I believe the influence of attention spreads to other domains as well. In another class, we began by opening our eyes and tried to maintain the practice despite visual distractions. The role of in-attentional blindness, the phenomenon of not perceiving a stimulus right before your eyes unless you are paying attention to it (Mack 1992), is greatly heightened. While trying to occupy the space of Shakuntalaand attempting to see through Anusuya’s eyes we were asked to mentally sketch her entire surrounding and the atmosphere and the context of her surroundings (Excerpt from practice session). I tried to pick up on the factors of sexual oppression and isolation. To translate these mentally was hard enough; opening one’s eyes posed a very real threat to the fragile construction of this scenario. When I did finally open my eyes; however, the illusion remained completely intact. Everything I saw seemed to be cast in the colours of my mind’s architecture, both natural and unimportant. I think this happened because somewhere I believed the Anusuya would simply not see the things that my eyes were seeing, so my brain simply ignored and replaced them. The feeling of being unanchored greatly helped me access this alternate vision, which both filtered and coloured the world around me. When I tried to fall into this view outside practice it was not possible, therefore, the two phenomena seem closely co-dependent.
A similar thing happens to the auditory input during the practice. The room is filled with a wide range of sounds – the Professor’s instructions, the fans, noise from other performers, my own breathing etc. The process of selective attention states that at any given time we tend to focus our attention on one or few tasks rather than the entire mass of stimuli we are being exposed to (Pashler 1998). A study conducted using opposing different auditory stimuli presented to both ears proved that at a time an individual will only be able to hear one or another. Thus, at most times in class, I am able to isolate only the important sources of sound, that is the professor’s instructions and ignore the other numerous noises. This is especially useful when one is lost in the somatic practice, as then the information seems to reach you unconsciously with little or no effort from the side of the performer. Unfortunately, in the absence of competing sounds, only the interfering noises reach the ears and it is very hard to block those out, especially during exploratory or new forms of practice as the body attempts to remain as open as possible. Strangely enough, it becomes easier to concentrate in the presence of multiple noises and sounds, when the room is bustling than in the presence of only one sound.
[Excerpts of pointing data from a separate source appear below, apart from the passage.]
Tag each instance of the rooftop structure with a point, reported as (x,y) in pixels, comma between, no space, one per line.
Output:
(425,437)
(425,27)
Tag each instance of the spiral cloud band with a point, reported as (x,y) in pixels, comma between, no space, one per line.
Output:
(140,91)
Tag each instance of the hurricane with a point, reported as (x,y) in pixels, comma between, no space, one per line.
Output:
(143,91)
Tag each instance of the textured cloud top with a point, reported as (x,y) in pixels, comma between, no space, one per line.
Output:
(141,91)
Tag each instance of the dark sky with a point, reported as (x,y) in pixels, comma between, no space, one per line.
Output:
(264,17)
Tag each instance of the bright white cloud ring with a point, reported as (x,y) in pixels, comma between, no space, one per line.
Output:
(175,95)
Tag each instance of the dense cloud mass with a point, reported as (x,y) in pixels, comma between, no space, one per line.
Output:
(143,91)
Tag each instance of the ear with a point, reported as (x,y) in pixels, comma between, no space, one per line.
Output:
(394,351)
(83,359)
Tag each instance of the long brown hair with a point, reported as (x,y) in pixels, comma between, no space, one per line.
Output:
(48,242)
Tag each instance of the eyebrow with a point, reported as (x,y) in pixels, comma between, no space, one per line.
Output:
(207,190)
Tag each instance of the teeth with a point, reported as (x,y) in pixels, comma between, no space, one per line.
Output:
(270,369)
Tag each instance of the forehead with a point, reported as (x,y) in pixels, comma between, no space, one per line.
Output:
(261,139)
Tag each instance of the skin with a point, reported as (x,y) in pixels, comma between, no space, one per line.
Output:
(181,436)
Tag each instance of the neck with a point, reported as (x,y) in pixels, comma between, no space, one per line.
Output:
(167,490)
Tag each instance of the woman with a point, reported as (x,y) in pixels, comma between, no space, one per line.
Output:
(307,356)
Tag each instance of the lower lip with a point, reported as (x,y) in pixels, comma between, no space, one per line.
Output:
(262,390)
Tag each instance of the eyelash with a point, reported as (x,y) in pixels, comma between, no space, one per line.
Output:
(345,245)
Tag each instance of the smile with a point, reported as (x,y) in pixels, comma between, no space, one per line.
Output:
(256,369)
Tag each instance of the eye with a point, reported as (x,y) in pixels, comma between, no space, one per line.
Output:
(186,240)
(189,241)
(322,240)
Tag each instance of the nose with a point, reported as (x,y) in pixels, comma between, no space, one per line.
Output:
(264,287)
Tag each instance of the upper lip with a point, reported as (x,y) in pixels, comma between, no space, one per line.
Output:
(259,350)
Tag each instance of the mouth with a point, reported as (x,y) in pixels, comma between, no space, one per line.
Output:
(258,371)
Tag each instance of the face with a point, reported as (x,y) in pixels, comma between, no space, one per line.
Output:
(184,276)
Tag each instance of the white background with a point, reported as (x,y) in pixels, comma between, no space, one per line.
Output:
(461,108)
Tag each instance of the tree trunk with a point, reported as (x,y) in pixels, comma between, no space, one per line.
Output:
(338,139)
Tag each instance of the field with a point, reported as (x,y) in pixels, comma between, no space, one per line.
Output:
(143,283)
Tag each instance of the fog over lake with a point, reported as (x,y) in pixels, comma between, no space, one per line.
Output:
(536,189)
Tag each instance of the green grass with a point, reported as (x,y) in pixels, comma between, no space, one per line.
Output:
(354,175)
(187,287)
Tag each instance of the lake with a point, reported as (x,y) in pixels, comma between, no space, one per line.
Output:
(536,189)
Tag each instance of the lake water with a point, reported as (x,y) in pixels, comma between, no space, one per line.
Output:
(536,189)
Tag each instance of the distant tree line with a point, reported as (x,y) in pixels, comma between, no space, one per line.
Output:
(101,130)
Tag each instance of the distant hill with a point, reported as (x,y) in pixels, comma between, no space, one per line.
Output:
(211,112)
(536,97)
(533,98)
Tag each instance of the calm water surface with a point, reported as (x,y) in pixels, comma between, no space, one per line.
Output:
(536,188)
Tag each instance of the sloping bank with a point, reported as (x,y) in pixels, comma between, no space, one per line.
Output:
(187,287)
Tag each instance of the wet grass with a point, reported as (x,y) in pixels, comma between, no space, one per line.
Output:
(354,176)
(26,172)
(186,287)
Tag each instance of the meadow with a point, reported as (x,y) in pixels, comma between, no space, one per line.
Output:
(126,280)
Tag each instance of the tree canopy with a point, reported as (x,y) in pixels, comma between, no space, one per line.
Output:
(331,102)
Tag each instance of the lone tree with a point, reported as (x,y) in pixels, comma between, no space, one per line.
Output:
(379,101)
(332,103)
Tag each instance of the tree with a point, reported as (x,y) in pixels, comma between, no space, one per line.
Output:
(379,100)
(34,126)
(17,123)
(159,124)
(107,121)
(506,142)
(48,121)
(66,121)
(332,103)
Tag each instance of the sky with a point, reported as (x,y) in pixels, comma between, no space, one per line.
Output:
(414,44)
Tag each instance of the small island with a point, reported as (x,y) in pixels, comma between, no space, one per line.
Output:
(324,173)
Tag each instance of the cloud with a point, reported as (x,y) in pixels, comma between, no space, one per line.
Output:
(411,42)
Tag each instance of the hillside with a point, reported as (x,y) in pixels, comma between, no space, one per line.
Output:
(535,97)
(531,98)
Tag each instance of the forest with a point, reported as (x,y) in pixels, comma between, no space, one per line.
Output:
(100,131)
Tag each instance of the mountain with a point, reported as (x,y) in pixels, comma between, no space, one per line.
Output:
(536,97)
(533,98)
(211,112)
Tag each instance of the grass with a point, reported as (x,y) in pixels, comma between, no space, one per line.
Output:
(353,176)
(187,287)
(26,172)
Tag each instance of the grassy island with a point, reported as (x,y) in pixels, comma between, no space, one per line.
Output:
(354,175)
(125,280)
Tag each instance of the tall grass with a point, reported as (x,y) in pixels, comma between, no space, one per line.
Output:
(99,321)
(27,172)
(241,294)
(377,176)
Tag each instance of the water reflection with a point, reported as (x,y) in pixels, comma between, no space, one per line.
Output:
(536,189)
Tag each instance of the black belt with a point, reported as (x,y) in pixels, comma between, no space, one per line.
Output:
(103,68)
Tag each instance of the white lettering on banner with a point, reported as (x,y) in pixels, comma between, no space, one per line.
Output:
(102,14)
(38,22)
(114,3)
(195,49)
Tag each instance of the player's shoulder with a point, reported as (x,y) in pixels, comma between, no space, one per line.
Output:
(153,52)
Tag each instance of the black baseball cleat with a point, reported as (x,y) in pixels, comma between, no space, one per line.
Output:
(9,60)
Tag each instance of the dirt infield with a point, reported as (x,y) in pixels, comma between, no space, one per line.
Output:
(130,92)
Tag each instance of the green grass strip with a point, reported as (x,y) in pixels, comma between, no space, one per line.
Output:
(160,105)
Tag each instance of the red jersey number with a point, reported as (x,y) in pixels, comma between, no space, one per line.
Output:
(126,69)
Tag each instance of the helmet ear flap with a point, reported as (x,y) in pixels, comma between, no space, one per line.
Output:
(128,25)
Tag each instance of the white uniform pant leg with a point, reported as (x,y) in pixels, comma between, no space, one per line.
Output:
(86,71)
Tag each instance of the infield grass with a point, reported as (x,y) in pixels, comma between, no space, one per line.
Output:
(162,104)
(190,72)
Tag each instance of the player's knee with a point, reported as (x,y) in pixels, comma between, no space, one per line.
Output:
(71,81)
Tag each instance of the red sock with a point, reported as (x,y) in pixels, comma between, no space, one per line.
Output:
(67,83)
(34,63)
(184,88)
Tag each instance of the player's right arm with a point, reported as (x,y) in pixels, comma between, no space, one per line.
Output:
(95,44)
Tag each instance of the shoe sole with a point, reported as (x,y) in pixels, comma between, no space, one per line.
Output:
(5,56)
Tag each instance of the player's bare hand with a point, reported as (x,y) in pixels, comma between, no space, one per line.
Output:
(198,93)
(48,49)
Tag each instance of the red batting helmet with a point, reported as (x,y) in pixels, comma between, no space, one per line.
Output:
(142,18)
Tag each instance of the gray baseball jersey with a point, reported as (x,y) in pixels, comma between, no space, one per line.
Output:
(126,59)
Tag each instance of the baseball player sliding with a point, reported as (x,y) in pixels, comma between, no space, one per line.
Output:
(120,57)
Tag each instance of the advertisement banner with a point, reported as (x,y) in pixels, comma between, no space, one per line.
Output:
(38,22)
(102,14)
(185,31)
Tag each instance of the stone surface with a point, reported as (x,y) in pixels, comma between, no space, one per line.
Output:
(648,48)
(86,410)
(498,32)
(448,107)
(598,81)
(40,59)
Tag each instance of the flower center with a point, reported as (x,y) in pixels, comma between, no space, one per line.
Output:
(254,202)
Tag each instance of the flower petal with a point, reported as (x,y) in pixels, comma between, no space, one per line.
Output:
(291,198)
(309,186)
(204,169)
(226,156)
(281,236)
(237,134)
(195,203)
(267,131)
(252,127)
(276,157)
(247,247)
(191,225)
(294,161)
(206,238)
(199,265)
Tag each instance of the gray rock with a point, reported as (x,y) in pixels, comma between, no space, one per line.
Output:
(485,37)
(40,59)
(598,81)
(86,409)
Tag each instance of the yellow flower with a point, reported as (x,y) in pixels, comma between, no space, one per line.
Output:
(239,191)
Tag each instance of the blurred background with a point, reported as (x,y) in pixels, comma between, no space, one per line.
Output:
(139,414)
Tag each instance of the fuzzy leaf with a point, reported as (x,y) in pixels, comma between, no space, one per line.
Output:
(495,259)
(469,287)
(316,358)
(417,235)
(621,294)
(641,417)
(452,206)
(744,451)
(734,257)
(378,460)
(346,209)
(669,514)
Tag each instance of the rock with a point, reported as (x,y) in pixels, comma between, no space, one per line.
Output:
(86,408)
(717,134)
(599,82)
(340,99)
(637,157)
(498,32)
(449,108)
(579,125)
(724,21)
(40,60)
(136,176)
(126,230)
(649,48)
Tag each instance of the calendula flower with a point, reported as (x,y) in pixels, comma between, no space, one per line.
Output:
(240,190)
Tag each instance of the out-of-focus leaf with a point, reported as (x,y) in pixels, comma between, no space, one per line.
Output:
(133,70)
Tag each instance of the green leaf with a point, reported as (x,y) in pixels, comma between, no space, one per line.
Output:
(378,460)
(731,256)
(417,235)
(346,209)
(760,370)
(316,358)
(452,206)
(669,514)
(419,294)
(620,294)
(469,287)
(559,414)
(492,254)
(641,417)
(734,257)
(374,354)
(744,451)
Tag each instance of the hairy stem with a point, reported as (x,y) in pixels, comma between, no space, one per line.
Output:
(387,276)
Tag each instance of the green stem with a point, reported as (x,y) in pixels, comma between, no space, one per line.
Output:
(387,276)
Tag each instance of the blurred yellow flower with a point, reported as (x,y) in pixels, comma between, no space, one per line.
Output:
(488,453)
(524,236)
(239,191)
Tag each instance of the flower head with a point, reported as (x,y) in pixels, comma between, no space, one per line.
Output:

I have found that memory also, quite obviously, plays a significant role in performance as a whole. In the practice itself it is both an aiding and a detrimental force. In the book Make it Stick: The Science of Successful Learning (2014) Brown and colleagues speak of various tried and tested methods for acquiring and maintaining knowledge. They write of massed learning or the repetition of a single or a set of actions. They claim that while this feels more familiar and comfortable, the mind is actually learning nothing new and will easily forget the actual practicality (here the impetus) of such actions. While I try to keep my practice varied and refreshing, the body does fall into familiar patterns of movement. Specifically while trying to construct my solo piece; it became very hard to carry forth the actions with the same wonder and inspiration with which they had first been created. Furthermore, the memory of the epiphany that had first accompanied the actions kept pre-emptively exciting the mind, and this excitement in turn broke the mind’s focus.